Question

A particle is projected with velocity u at an angle $\theta$ with the horizontal plane. Find the radius of curvature of the parabola traced out by the particle at the point where velocity makes an angle$\dfrac{\theta }{2}$ with the horizontal plane.

Answer 1

The horizontal component of velocity remains constant during projectile motion, and radius of curvature can be calculated using the formula $R = \dfrac{{{v^2}}}{{{a_n}}}$, where v denotes speed of the particle and an denotes component of acceleration perpendicular to the velocity.

Complete step by step solution:
Assuming that the particle is moving with speed v when it makes angle $\dfrac{\theta }{2}$ with the horizontal. We can say that the horizontal speed of the particle will be $v\operatorname{Cos} \dfrac{\theta }{2}$.

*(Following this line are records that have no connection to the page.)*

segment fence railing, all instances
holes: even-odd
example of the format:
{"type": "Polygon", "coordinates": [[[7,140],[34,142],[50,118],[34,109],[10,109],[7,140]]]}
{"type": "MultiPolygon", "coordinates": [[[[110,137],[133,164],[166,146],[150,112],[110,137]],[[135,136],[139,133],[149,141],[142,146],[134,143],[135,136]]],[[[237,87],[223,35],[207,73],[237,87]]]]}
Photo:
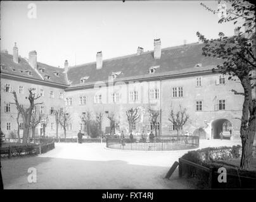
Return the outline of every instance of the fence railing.
{"type": "Polygon", "coordinates": [[[36,138],[35,142],[37,144],[9,145],[8,147],[1,147],[0,153],[11,158],[13,155],[41,154],[55,148],[54,141],[53,138],[36,138]]]}
{"type": "Polygon", "coordinates": [[[106,147],[122,150],[172,151],[199,147],[198,136],[162,136],[154,139],[106,138],[106,147]]]}

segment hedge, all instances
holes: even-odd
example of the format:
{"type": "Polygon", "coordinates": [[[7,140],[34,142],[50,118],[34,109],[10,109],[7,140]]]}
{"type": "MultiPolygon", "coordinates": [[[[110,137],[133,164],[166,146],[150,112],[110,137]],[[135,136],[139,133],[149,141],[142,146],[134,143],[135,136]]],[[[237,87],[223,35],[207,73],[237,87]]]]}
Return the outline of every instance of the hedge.
{"type": "MultiPolygon", "coordinates": [[[[255,157],[256,148],[253,147],[253,156],[255,157]]],[[[238,167],[226,163],[222,160],[237,159],[241,157],[241,147],[240,145],[232,147],[206,148],[196,151],[191,151],[184,154],[182,158],[202,166],[213,167],[212,187],[225,188],[256,188],[256,170],[245,171],[238,167]],[[225,167],[227,170],[227,182],[219,183],[217,177],[219,168],[225,167]]],[[[182,174],[188,178],[195,180],[198,188],[207,188],[209,174],[188,164],[182,165],[182,174]]]]}

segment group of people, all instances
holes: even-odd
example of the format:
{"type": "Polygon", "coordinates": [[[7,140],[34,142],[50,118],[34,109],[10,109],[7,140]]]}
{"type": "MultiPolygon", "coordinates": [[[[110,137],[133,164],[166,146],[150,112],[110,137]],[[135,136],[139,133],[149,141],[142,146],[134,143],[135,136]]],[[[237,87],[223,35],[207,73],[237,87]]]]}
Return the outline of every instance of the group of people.
{"type": "MultiPolygon", "coordinates": [[[[139,138],[139,137],[138,136],[137,136],[137,138],[139,138]]],[[[149,140],[150,140],[150,142],[153,142],[154,141],[155,138],[155,136],[154,134],[153,133],[152,131],[151,131],[150,134],[149,134],[149,140]]],[[[124,134],[123,131],[122,131],[120,138],[122,140],[122,142],[124,143],[124,140],[125,138],[125,136],[124,136],[124,134]]],[[[131,142],[132,142],[133,141],[133,134],[132,134],[132,133],[130,133],[129,138],[130,138],[130,141],[131,142]]],[[[144,131],[141,134],[141,140],[142,140],[143,141],[145,141],[146,140],[146,134],[144,134],[144,131]]]]}

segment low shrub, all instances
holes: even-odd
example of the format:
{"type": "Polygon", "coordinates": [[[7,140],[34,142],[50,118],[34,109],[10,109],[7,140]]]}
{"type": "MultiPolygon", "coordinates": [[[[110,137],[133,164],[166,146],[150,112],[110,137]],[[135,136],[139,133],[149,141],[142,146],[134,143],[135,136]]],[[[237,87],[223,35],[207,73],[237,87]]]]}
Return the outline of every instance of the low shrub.
{"type": "MultiPolygon", "coordinates": [[[[253,151],[255,150],[255,148],[253,148],[253,151]]],[[[182,158],[207,168],[212,167],[214,188],[256,188],[256,170],[241,170],[234,165],[219,161],[239,158],[241,156],[241,147],[240,145],[232,147],[206,148],[189,152],[184,154],[182,158]],[[220,167],[225,167],[227,170],[229,179],[227,183],[219,183],[217,181],[217,171],[220,167]]],[[[186,175],[188,178],[194,178],[198,188],[208,187],[209,174],[207,172],[185,163],[182,163],[181,166],[182,174],[186,175]]]]}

Since the particle was thrown with speed u at angle $\theta$, the initial horizontal velocity of the particle is $u\operatorname{Cos} \theta$
Since the horizontal velocity remains constant
$v\operatorname{Cos} \dfrac{\theta }{2} = u\operatorname{Cos} \theta$
From the above equation, we can calculate v
$v = \dfrac{{u\operatorname{Cos} \theta }}{{\operatorname{Cos} \dfrac{\theta }{2}}}$

Since the only force acting on the particle is weight. It has acceleration g in the downward direction, the component of g perpendicular to velocity v will be $g\operatorname{Cos} \dfrac{\theta }{2}$ , hence ${a_n} = g\operatorname{Cos} \dfrac{\theta }{2}$
Using the formula for radius of curvature
$R = \dfrac{{{v^2}}}{{{a_n}}}$,

And substituting the values of v and an, we get :
R = \dfrac{{{{\left\\{ {\dfrac{{u\operatorname{Cos} \theta }}{{\operatorname{Cos} \dfrac{\theta }{2}}}} \right\\}}^2}}}{{g\operatorname{Cos} \dfrac{\theta }{2}}}
$R = \dfrac{{{u^2}{{\operatorname{Cos} }^2}\theta }}{{g{{\operatorname{Cos} }^3}\dfrac{\theta }{2}}}$

Note: Before attempting to solve the problem, the student needs to be able to understand concepts of radius of curvature and the concepts of projectile motion. Generally students focus on formulas of projectile motion without diving into the basics. While calculating the radius of curvature, one must always remember that the acceleration in the denominator is the component of acceleration perpendicular to net velocity.